Der eine oder die andere mag sich daher fragen, ob dem Bundesrat der Reformstau lieber ist, da er mit immer neuen Forderungen alles blockiert. Klar ist, dass der Reformstau und die Mär von den unwilligen Tarifpartnern dem Bundesrat in die Karten spielt: Gelingt es dem Bundesrat, die diversen Leistungserbringer und Partner im Gesundheitswesen als reformunwillig und konsensunfähig darzustellen, wird früher oder später der Ruf nach staatlicher Intervention laut.

Die Vermutung liegt nahe, dass es dem Bundesrat dabei nicht nur um eine staatlich verordnete Tarifstruktur für ambulante Leistungen geht, sondern um das gesamte Gesundheitswesen. Ein ähnlicher Reformstau liegt beispielsweise aus ebenso schwierig nachvollziehbaren Gründen auch beim Projekt der einheitlichen Finanzierung EFAS vor. Die grosse Debatte im Gesundheitswesen ist aber diejenige um die Kostenbremsen. Könnte es also sein, dass der Bundesrat – entgegen den Aussagen von Alain Berset in der NZZ vom 13. Mai 2022 – den TARDOC scheitern lassen will, um letztlich doch ein Globalbudget einzuführen?

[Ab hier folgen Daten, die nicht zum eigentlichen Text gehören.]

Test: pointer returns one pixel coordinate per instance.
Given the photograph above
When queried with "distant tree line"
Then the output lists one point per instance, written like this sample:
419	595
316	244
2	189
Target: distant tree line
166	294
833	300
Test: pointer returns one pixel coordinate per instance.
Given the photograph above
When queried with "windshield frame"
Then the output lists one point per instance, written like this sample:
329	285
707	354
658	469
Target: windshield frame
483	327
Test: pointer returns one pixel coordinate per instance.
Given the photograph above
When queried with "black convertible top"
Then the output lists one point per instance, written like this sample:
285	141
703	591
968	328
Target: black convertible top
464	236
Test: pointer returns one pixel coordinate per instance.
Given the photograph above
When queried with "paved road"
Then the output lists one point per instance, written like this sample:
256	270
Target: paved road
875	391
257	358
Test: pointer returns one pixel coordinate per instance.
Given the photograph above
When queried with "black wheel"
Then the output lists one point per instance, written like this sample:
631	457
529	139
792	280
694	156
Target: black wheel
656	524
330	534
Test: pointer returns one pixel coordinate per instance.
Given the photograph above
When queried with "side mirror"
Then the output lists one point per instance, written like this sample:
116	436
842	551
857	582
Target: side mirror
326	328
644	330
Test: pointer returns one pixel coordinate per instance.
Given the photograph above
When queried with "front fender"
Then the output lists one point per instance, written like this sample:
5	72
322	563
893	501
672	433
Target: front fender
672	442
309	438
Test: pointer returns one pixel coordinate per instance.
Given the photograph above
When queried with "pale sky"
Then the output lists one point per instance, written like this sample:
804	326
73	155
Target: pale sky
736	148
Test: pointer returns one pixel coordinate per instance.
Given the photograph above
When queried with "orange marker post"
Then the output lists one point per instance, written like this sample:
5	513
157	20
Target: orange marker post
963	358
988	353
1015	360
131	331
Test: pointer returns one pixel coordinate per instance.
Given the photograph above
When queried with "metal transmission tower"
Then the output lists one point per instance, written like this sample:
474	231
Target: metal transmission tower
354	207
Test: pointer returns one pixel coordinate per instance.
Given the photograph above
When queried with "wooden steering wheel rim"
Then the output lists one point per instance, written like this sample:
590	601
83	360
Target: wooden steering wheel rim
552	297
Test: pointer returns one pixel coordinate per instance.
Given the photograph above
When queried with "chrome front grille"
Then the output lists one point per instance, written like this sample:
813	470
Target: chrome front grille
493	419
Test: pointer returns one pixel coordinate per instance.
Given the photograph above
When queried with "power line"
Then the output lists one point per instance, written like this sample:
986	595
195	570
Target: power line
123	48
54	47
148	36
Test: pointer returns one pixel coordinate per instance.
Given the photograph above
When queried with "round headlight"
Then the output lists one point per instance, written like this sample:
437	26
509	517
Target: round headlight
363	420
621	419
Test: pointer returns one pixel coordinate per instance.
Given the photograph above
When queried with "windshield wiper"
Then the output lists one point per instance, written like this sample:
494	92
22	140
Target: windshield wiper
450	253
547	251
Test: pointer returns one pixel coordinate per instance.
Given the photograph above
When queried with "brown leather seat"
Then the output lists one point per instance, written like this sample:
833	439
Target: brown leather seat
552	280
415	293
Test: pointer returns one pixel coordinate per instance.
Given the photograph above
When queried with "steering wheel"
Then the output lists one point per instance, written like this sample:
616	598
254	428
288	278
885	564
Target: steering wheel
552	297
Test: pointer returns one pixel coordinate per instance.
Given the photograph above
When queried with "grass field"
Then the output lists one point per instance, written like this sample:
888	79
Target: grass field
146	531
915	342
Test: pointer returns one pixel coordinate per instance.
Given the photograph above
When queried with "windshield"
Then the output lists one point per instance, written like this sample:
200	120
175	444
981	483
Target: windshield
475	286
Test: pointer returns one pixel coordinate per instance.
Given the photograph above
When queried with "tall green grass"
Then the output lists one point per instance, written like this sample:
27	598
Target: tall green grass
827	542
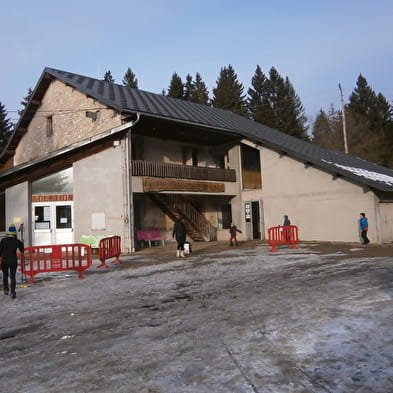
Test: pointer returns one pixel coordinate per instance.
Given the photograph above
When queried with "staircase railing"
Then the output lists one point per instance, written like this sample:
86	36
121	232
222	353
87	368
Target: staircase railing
192	216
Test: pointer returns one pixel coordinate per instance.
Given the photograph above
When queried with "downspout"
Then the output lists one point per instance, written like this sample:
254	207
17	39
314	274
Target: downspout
129	182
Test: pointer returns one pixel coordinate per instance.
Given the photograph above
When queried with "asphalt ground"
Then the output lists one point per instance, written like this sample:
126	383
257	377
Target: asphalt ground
223	319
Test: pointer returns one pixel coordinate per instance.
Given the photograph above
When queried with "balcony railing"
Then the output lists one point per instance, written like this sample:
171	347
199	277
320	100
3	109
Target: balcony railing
159	169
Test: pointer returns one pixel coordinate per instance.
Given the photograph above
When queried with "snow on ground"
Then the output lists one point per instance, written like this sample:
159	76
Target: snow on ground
240	320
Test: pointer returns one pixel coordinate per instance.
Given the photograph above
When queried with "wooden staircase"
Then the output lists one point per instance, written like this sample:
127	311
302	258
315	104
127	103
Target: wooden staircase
175	206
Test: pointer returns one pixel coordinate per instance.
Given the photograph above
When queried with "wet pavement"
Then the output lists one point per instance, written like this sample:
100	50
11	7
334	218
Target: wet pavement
223	319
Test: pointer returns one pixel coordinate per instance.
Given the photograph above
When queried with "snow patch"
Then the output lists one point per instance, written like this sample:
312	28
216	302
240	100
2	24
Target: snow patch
371	175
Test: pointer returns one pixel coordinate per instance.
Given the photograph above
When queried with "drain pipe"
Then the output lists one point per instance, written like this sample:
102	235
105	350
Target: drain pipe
129	183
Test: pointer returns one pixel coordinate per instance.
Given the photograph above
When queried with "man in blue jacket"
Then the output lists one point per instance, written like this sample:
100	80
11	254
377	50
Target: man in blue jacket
364	228
9	259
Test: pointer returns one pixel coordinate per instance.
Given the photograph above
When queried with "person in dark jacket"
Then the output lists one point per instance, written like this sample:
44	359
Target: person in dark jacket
286	232
9	259
179	233
364	227
232	234
286	221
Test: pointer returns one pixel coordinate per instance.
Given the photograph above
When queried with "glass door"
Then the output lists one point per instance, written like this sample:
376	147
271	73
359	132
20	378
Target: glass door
52	223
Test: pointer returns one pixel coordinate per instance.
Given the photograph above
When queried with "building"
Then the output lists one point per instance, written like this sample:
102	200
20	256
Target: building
90	157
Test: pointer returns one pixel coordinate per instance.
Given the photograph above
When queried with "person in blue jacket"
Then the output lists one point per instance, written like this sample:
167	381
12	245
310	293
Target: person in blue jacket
9	259
364	228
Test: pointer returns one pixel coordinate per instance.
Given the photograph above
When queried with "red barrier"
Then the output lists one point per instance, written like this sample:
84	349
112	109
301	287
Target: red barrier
283	235
55	258
109	247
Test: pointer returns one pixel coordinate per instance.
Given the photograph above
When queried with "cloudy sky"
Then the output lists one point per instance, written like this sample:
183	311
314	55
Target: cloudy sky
317	44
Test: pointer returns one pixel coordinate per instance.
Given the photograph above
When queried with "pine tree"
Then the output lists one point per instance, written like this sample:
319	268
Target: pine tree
293	118
129	79
5	127
259	106
175	87
108	77
228	93
370	124
188	88
199	94
273	101
25	101
327	130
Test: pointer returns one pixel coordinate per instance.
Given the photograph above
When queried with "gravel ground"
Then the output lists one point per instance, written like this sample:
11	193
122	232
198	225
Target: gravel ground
224	319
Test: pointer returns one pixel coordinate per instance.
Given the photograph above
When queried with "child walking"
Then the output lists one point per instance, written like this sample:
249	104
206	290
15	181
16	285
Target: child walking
233	232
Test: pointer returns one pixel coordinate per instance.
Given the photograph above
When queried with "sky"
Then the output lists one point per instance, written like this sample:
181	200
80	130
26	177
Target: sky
316	44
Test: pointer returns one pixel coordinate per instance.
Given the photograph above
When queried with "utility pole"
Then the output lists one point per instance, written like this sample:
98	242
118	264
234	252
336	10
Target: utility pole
344	122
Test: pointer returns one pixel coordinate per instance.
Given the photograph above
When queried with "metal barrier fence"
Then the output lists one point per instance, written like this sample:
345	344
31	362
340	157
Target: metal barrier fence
283	235
109	247
55	258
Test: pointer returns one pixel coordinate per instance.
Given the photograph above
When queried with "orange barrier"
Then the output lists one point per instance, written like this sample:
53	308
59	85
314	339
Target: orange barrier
55	258
109	247
283	235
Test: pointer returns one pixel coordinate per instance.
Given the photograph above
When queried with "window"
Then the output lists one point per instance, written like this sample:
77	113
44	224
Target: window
42	217
57	183
251	168
2	211
226	211
63	217
49	126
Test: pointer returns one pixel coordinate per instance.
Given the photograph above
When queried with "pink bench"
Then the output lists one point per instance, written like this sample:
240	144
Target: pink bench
150	235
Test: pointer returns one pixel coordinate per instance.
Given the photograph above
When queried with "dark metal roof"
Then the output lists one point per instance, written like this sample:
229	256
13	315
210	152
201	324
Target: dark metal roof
126	100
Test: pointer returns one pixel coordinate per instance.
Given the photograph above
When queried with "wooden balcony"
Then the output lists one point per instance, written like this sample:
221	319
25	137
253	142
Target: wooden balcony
159	169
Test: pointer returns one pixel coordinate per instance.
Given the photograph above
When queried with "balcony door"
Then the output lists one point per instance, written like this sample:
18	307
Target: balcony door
52	223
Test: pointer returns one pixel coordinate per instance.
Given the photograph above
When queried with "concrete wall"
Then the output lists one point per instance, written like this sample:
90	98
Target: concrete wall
324	208
100	193
68	110
17	209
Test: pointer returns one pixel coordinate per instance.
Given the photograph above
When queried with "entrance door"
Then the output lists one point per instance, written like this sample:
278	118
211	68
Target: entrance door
52	223
253	220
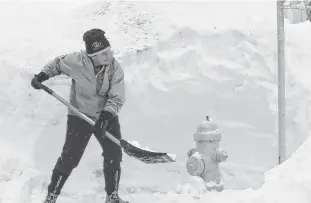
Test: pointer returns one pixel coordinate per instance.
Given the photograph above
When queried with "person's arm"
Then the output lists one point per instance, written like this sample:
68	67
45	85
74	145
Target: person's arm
61	65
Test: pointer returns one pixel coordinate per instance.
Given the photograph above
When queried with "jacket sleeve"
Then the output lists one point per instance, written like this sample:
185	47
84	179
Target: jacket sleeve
61	64
116	94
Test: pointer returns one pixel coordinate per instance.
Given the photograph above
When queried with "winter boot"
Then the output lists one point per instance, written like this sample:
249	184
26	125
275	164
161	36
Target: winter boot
114	198
58	180
112	172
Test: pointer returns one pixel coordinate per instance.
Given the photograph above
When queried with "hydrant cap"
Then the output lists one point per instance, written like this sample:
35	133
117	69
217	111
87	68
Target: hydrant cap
207	126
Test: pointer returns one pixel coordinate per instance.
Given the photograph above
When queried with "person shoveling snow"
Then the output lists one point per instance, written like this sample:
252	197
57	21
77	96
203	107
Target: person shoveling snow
96	97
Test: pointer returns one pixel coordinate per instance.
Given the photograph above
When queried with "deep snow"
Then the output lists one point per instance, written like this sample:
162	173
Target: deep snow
179	66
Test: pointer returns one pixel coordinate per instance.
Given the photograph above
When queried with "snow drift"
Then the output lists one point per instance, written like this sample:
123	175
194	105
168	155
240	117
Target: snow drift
179	68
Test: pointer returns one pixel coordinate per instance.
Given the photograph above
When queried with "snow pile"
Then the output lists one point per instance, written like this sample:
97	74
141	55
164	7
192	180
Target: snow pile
179	69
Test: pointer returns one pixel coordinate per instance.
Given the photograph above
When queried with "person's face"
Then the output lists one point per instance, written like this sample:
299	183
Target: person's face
102	58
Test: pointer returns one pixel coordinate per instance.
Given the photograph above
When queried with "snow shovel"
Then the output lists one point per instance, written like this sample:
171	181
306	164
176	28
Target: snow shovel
148	157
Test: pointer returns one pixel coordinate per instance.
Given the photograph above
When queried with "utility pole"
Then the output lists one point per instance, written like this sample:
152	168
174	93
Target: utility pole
281	81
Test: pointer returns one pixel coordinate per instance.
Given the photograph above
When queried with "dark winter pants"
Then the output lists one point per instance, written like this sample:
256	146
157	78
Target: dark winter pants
78	134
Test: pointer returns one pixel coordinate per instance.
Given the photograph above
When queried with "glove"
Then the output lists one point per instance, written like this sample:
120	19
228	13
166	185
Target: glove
103	121
41	77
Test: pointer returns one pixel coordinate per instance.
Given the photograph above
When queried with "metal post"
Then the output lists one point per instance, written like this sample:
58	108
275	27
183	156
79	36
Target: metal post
281	81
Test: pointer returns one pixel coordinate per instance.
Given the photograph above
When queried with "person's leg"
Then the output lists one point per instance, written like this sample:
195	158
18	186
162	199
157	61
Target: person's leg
112	154
78	133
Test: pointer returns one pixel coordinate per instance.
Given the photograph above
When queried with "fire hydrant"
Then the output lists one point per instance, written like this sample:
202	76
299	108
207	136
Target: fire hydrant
205	158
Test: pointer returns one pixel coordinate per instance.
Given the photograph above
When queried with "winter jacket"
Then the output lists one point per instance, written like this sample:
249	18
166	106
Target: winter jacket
90	93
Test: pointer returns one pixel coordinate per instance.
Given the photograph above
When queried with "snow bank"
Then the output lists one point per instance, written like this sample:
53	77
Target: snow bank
179	68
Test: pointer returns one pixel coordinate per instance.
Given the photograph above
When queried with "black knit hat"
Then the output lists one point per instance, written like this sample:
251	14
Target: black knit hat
95	41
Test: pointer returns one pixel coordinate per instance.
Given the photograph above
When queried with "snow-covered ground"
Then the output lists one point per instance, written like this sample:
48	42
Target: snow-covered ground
182	61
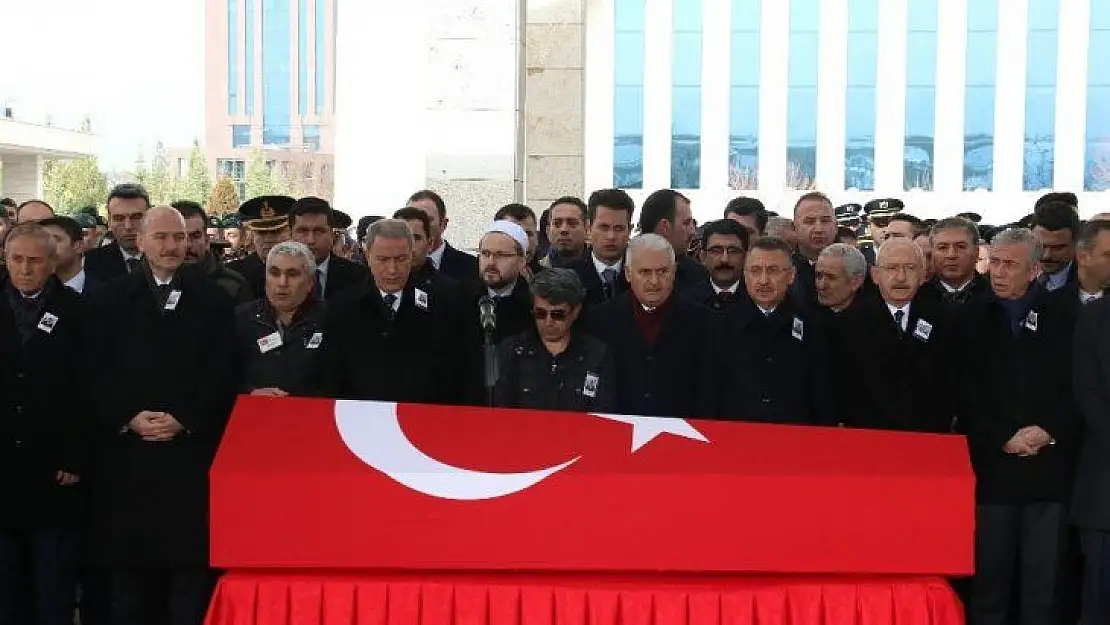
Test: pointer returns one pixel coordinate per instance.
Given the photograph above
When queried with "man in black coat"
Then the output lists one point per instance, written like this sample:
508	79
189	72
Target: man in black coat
279	336
777	364
1023	433
912	351
311	222
42	443
155	427
1090	508
127	204
726	243
554	365
665	345
266	218
602	270
955	253
389	341
460	265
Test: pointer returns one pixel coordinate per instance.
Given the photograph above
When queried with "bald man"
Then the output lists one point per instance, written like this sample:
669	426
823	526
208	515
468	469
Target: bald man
153	332
910	366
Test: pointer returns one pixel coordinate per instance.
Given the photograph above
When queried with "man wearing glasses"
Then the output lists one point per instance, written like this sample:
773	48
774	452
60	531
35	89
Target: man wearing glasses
127	204
554	365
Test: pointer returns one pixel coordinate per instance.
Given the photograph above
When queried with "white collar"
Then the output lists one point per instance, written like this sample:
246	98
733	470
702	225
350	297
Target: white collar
733	289
955	290
77	282
396	303
436	254
601	266
504	292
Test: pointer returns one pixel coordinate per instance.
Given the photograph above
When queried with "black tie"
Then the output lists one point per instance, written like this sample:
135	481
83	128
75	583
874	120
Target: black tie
389	300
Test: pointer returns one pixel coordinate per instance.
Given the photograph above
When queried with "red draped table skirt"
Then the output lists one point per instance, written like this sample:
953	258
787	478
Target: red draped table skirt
325	598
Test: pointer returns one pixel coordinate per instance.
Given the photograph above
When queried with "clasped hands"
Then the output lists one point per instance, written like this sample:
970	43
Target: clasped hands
1028	442
155	426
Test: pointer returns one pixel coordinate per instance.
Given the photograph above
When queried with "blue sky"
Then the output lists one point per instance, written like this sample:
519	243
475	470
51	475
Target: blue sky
135	67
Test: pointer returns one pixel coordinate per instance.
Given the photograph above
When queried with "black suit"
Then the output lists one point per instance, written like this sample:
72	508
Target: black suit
367	355
677	375
343	274
150	499
910	375
1090	508
595	286
458	265
106	262
40	434
1019	375
777	365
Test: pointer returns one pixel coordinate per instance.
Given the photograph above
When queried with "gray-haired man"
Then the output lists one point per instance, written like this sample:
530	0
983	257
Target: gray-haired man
279	335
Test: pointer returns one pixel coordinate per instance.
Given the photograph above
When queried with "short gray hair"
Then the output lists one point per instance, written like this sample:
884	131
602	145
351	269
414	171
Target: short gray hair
296	250
390	229
649	241
558	286
855	264
956	223
1019	237
895	243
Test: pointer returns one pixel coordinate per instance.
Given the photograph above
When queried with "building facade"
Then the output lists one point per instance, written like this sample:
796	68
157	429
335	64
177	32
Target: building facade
271	88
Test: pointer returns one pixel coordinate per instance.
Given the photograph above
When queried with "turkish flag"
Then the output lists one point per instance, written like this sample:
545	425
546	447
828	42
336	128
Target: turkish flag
369	485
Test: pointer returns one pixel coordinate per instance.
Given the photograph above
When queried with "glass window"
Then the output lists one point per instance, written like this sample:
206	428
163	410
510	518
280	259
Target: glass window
275	86
744	97
232	57
628	96
1097	159
249	54
302	58
979	96
863	72
686	96
1040	96
920	94
240	135
312	138
801	96
321	41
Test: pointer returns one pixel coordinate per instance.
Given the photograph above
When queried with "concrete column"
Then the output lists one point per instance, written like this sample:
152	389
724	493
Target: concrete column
21	178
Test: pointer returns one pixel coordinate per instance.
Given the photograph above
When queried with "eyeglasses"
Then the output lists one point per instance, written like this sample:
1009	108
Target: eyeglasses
542	314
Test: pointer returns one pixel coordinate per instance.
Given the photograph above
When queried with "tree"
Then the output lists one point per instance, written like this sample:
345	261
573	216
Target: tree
158	179
198	184
69	185
224	198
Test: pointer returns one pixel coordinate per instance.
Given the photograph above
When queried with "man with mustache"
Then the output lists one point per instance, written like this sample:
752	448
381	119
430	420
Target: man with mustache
163	338
199	253
726	243
777	366
911	346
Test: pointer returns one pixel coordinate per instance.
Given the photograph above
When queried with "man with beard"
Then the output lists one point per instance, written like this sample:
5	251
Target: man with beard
279	335
816	225
726	242
602	270
151	335
566	231
199	253
127	204
268	219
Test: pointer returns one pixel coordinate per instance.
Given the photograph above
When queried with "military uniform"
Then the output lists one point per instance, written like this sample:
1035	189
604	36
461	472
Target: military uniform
274	356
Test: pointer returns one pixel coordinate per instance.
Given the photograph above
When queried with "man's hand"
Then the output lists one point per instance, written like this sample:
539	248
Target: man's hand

In den TARDOC wurde viel Zeit und noch mehr Energie gesteckt. Er darf nicht das erste Opfer einer zukünftigen Staatsmedizin werden. Der Kampf für den TARDOC ist daher gleichzeitig auch einer gegen die Einführung eines Globalbudgets.

Bildlegende

Immer neue Hürden für den TARDOC, weil der Schiedsrichter nicht will, dass das Ziel erreicht wird?